I have recorded some other variables that also identify each observation--a numeric participant ID and a school ID number, as each participant is a school pupil. My master dataset is in stacked format, because my data is longitudinal. When I attempt a 1:m merge (i.e. merge 1:m id using "C:\Users ... May.dta", generate(_merge1)
), Stata returns the following error message : variable id does not uniquely identify observations in the master data
.
I've read various guides, but can't figure out why the datasets won't merge. Could I be using the wrong command? Or perhaps the string variables, or multiple string variables, are confusing Stata? I'd like to learn how to cleanly add future observations to my master dataset.
The solution to your problem depends on what exactly you are trying to merge with your master dataset. From your description, I think your master data has each participant identified by numeric ID or alternatively by the string ID. Since you mention it is a longitudinal, stacked file, I would guess there is also a year variable (or some other time variable).
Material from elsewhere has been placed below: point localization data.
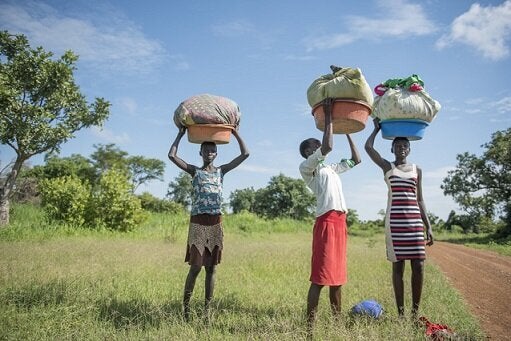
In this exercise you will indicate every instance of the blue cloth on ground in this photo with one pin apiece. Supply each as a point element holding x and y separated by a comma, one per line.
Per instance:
<point>369,308</point>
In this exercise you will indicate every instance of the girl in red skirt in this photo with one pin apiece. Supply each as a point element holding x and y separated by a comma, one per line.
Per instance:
<point>328,265</point>
<point>205,232</point>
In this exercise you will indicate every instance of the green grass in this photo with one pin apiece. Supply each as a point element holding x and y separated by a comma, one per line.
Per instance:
<point>88,285</point>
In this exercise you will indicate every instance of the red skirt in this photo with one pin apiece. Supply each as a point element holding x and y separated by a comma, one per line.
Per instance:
<point>329,242</point>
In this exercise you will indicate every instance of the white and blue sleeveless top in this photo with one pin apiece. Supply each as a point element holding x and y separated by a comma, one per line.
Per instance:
<point>207,192</point>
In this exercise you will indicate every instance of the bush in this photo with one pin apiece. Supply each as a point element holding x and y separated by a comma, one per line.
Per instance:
<point>153,204</point>
<point>65,199</point>
<point>113,205</point>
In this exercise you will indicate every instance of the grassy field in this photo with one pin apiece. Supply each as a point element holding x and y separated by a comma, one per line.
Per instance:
<point>58,283</point>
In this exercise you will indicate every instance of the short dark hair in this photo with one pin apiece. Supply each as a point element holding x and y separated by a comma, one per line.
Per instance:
<point>207,143</point>
<point>400,138</point>
<point>307,143</point>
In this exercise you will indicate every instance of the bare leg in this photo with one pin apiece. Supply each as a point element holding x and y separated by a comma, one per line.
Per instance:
<point>312,305</point>
<point>335,299</point>
<point>189,285</point>
<point>417,281</point>
<point>210,287</point>
<point>397,281</point>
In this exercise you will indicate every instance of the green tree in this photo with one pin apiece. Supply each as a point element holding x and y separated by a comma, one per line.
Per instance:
<point>144,169</point>
<point>65,199</point>
<point>109,156</point>
<point>41,107</point>
<point>113,205</point>
<point>242,200</point>
<point>284,197</point>
<point>180,190</point>
<point>139,168</point>
<point>352,217</point>
<point>482,185</point>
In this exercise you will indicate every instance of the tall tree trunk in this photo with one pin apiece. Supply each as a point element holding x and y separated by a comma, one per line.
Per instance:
<point>4,211</point>
<point>6,190</point>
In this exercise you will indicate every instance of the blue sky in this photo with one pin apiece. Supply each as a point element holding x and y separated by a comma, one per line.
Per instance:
<point>145,57</point>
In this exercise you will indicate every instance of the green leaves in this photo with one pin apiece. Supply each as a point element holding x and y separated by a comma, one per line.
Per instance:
<point>40,105</point>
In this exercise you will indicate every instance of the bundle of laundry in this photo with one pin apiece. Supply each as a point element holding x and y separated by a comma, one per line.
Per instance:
<point>208,118</point>
<point>404,107</point>
<point>352,96</point>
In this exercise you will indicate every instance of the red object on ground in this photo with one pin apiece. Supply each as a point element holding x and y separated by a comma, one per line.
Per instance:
<point>437,332</point>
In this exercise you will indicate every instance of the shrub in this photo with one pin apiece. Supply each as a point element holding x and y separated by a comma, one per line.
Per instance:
<point>113,205</point>
<point>153,204</point>
<point>65,199</point>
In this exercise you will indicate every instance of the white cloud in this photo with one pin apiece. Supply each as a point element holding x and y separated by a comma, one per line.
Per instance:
<point>397,18</point>
<point>303,58</point>
<point>244,29</point>
<point>118,45</point>
<point>437,174</point>
<point>128,105</point>
<point>109,136</point>
<point>503,105</point>
<point>258,169</point>
<point>487,29</point>
<point>231,29</point>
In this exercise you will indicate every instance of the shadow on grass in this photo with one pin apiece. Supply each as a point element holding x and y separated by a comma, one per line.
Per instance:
<point>36,295</point>
<point>138,313</point>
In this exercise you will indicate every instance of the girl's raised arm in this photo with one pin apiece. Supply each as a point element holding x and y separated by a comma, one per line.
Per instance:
<point>373,154</point>
<point>240,158</point>
<point>190,169</point>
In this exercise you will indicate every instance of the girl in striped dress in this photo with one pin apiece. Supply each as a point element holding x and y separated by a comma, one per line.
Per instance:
<point>405,220</point>
<point>205,231</point>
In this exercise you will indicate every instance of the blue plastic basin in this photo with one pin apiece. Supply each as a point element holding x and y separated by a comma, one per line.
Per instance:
<point>411,129</point>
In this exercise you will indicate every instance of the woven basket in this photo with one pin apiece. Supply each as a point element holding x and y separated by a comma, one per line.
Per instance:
<point>218,133</point>
<point>348,116</point>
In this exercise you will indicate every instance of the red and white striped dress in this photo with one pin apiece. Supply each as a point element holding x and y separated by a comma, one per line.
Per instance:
<point>404,229</point>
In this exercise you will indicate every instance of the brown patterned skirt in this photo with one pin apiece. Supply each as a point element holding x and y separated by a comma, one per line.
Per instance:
<point>205,240</point>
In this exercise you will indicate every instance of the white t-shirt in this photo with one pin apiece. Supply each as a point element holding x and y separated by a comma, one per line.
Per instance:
<point>324,181</point>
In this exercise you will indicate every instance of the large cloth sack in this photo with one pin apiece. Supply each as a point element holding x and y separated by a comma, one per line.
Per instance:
<point>347,83</point>
<point>399,103</point>
<point>207,109</point>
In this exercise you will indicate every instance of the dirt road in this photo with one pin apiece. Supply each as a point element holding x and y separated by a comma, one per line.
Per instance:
<point>484,280</point>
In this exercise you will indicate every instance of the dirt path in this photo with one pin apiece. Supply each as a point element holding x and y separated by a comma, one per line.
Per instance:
<point>484,280</point>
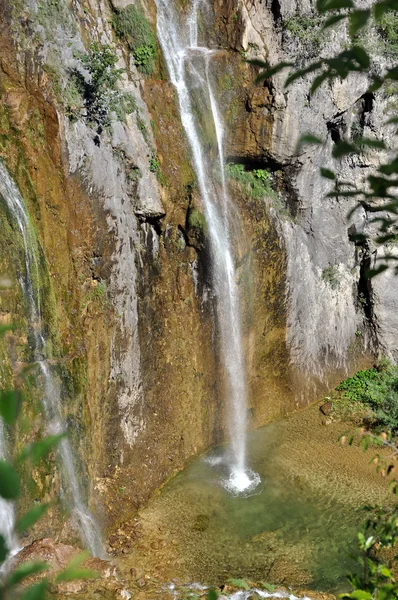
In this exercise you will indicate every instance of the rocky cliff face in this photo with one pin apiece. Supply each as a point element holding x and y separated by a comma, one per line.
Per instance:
<point>111,194</point>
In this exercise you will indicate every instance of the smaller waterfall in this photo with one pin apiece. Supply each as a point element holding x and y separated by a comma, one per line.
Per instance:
<point>189,68</point>
<point>7,516</point>
<point>51,400</point>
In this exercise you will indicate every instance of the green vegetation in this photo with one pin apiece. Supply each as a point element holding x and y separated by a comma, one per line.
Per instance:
<point>154,167</point>
<point>387,28</point>
<point>197,222</point>
<point>255,183</point>
<point>308,30</point>
<point>132,26</point>
<point>330,275</point>
<point>101,95</point>
<point>378,390</point>
<point>378,194</point>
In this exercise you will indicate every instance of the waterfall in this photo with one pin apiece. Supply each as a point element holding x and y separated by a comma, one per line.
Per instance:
<point>7,516</point>
<point>189,69</point>
<point>51,399</point>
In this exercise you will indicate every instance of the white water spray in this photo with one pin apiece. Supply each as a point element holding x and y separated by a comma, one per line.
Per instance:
<point>51,398</point>
<point>189,68</point>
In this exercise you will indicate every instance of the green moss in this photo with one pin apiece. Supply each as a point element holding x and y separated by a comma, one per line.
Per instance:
<point>197,222</point>
<point>388,31</point>
<point>255,183</point>
<point>330,275</point>
<point>376,388</point>
<point>307,29</point>
<point>132,26</point>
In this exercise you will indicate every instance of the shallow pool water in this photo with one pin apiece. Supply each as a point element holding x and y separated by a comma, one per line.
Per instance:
<point>298,527</point>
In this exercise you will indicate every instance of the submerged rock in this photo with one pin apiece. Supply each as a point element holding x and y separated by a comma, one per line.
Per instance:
<point>326,408</point>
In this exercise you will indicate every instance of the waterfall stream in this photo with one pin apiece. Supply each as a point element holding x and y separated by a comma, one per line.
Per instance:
<point>51,399</point>
<point>189,66</point>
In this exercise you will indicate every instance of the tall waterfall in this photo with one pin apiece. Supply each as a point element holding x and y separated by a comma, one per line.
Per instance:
<point>189,66</point>
<point>51,400</point>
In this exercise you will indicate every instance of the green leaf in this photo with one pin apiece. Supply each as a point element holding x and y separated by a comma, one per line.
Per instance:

If the dataset you are trying to merge in is more observations of the same data (same variables, just more years perhaps), look into the
append
command.If the dataset you are trying to merge in is at the participant level, then William is right and you want
m:1
. This is because you have many observations of the same participant in your master file stacked on top of each other.1:m
expects to find only one copy of each id in the stack.If the dataset you are trying to merge in is at the particpant-year level (i.e. is also longitudinal), then you want
merge 1:1 id year ...
(or whatever your time variable is). This will work if there is only one copy of each id and year pair (i.e. only one record for each participant for each time period) in your stack of observations. Be warned, if your data is not clean and there is more than one, this will not work.Hope this helps!